In Greece, economic sentiment reached its highest level in almost six years, supporting evidence and official forecasts that the country's severe recession will come to an end this year.
Its monthly economic sentiment index for the 18 countries sharing the euro rose to 102.7 in May from 102 in April.
Economists polled by Reuters had expected a rise to 102.2.
Four of the bloc's biggest five economies saw sentiment improving, led by a rise of 1.3 points in the Netherlands. France, the eurozone's second-largest economy, registered a decline of 0.4 points to 96.7, data showed.
On the eurozone periphery, Greece's reading rose to 99.1 points, from 95.4 in April and its highest level since August 2008, the year when the country's debilitating recession began.
"Consumer and business confidence (in the eurozone) is rising but is still generally diffident about the outlook ahead," David Brown, analyst at New View Economics, said.
"Uncertainty about global economic prospects, worries about the crisis in Ukraine and the long wait for additional ECB easing have been clouding the recent picture," he said.
The bloc's 9.5 billion euro economy posted much weaker-than-expected growth in the first quarter, dragged down by the Netherlands, Italy and France, and analysts were cautious about prospects for the second quarter.
Consumer inflation expectations 12 months ahead rose to 9.6 points in May from 7.5 in April, reversing a steady decline seen since January.
Selling price expectations among manufacturers edged up to negative-1.2 in May from negative-1.3 in April, but were below negative-0.7 in March.

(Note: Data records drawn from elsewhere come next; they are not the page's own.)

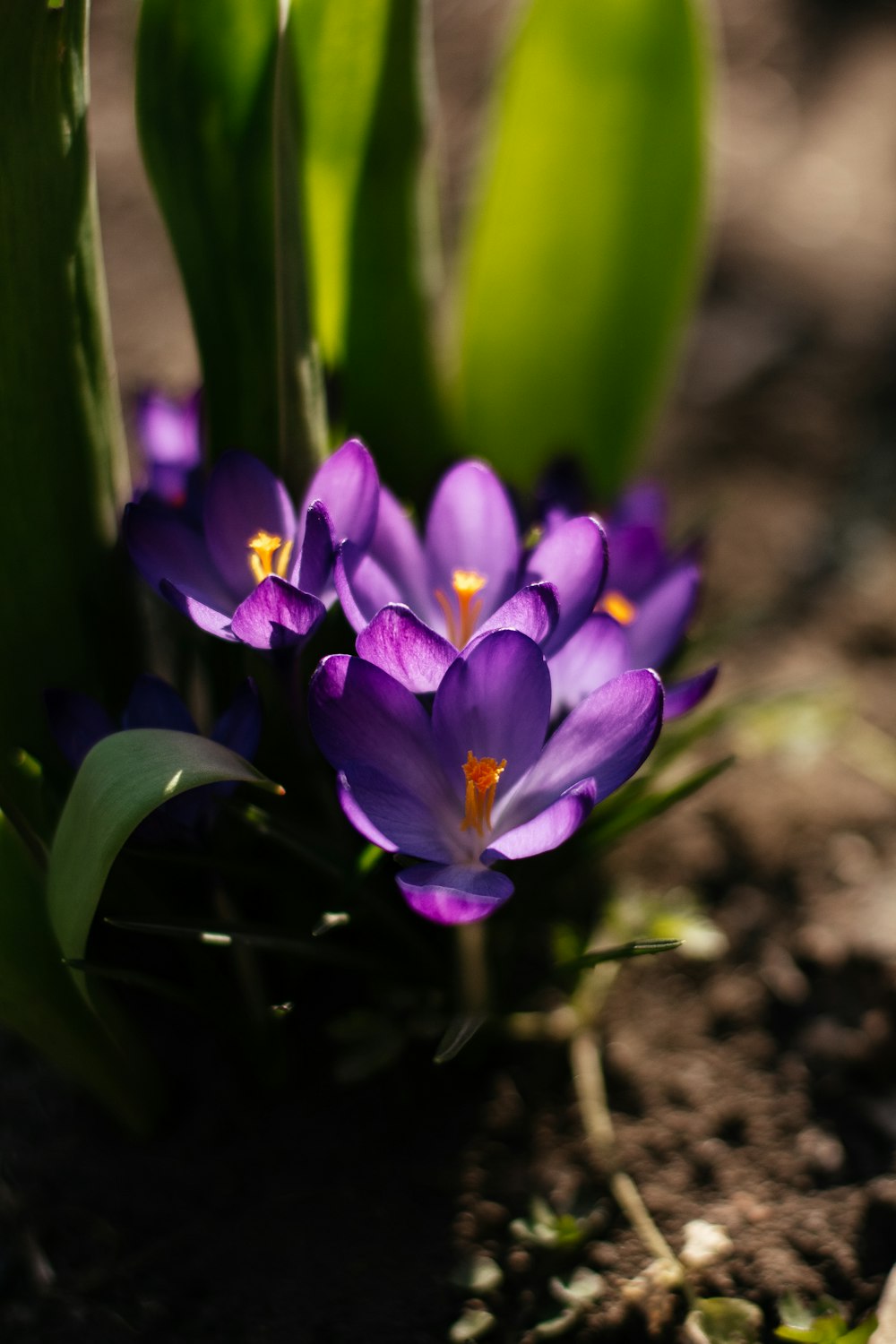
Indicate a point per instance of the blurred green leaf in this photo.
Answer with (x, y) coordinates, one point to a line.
(39, 999)
(121, 781)
(582, 249)
(386, 386)
(206, 75)
(64, 465)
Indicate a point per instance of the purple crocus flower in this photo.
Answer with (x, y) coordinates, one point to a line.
(254, 572)
(169, 438)
(648, 602)
(417, 604)
(78, 722)
(474, 781)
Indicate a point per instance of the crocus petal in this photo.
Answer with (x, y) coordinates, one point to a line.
(155, 704)
(349, 487)
(605, 738)
(244, 497)
(664, 615)
(471, 526)
(397, 548)
(401, 644)
(277, 616)
(597, 652)
(363, 586)
(206, 617)
(684, 695)
(454, 892)
(495, 702)
(549, 828)
(314, 569)
(533, 610)
(164, 547)
(573, 558)
(77, 723)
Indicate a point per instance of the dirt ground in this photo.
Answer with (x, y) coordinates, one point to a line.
(756, 1091)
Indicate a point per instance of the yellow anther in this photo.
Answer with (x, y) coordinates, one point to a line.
(481, 781)
(460, 626)
(618, 607)
(263, 550)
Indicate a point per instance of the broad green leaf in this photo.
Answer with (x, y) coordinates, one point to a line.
(387, 384)
(582, 250)
(206, 117)
(341, 46)
(121, 781)
(40, 1002)
(62, 465)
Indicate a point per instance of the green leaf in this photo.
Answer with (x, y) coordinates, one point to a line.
(206, 117)
(121, 781)
(40, 1002)
(387, 381)
(582, 253)
(64, 465)
(341, 47)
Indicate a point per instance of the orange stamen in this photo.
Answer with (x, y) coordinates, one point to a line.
(263, 547)
(465, 585)
(618, 607)
(481, 781)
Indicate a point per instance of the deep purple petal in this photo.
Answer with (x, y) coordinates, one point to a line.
(533, 610)
(664, 615)
(493, 702)
(471, 526)
(605, 738)
(314, 569)
(77, 723)
(549, 828)
(155, 704)
(398, 550)
(277, 616)
(573, 558)
(595, 653)
(244, 497)
(455, 892)
(401, 644)
(684, 695)
(362, 718)
(349, 487)
(163, 547)
(362, 585)
(206, 617)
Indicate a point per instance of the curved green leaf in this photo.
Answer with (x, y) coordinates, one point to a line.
(123, 780)
(582, 253)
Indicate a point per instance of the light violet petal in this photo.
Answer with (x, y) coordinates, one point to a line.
(164, 547)
(595, 653)
(548, 830)
(471, 526)
(277, 616)
(244, 497)
(573, 558)
(209, 618)
(349, 487)
(684, 695)
(495, 702)
(454, 892)
(664, 615)
(605, 738)
(401, 644)
(533, 610)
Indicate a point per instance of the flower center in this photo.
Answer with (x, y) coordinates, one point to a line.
(460, 625)
(481, 781)
(618, 607)
(263, 550)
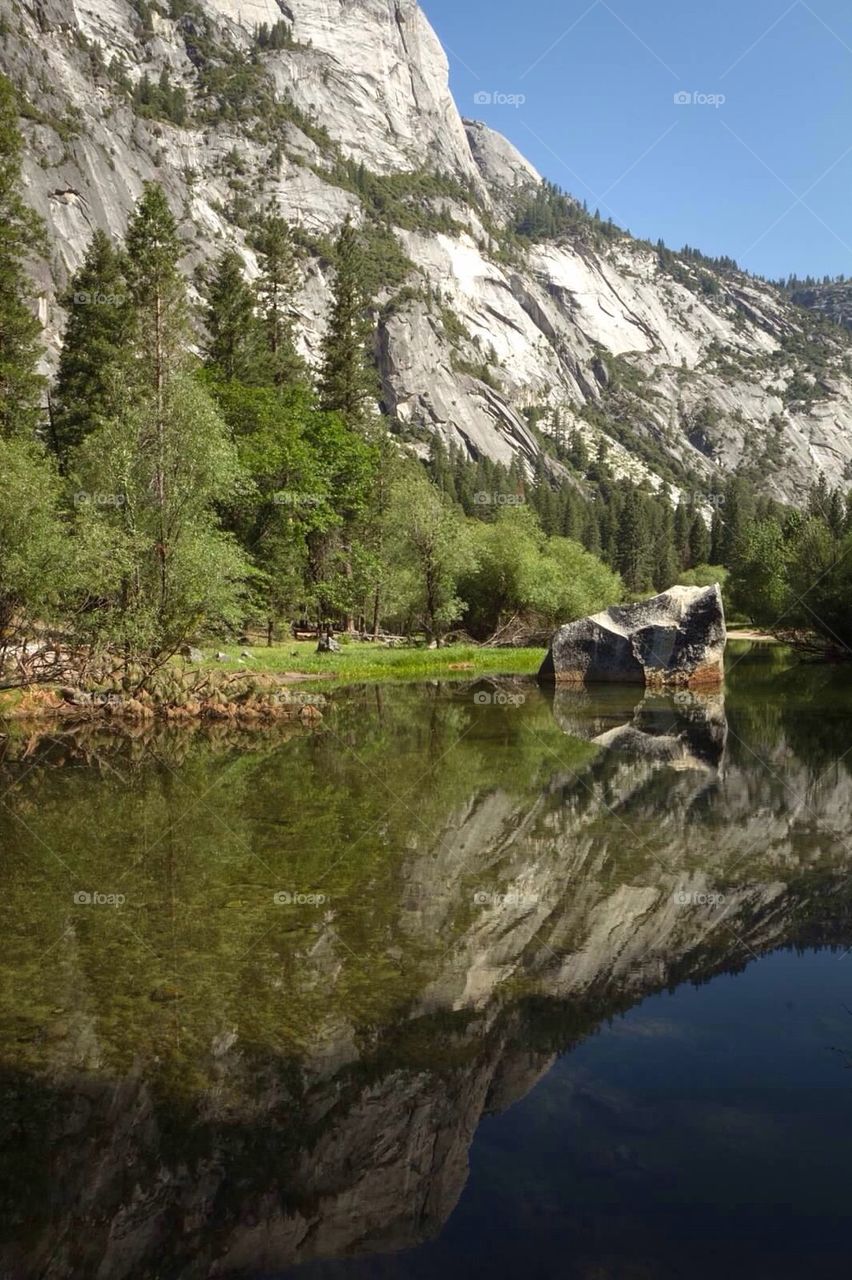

Eurozone consumer inflation has been stuck in what the European Central Bank calls the "danger zone" below 1 percent since October, mainly because of falling energy and food prices and the appreciation of the euro.
This creates a risk of deflation, and the ECB has said it stood ready to react as soon as next Thursday.
ECB President Mario Draghi said on Tuesday the bank was aware of the risks from prices remaining too low for too long and the ECB was equipped to get inflation back to its target again.
Separately, the Commission's business climate indicator, which points to the phase of the business cycle, rose to 0.37 in May from a revised 0.28 in April.
"Managers' evaluation of past production improved markedly, while production expectations, overall order books and export order books booked more moderate increases," the Commission said.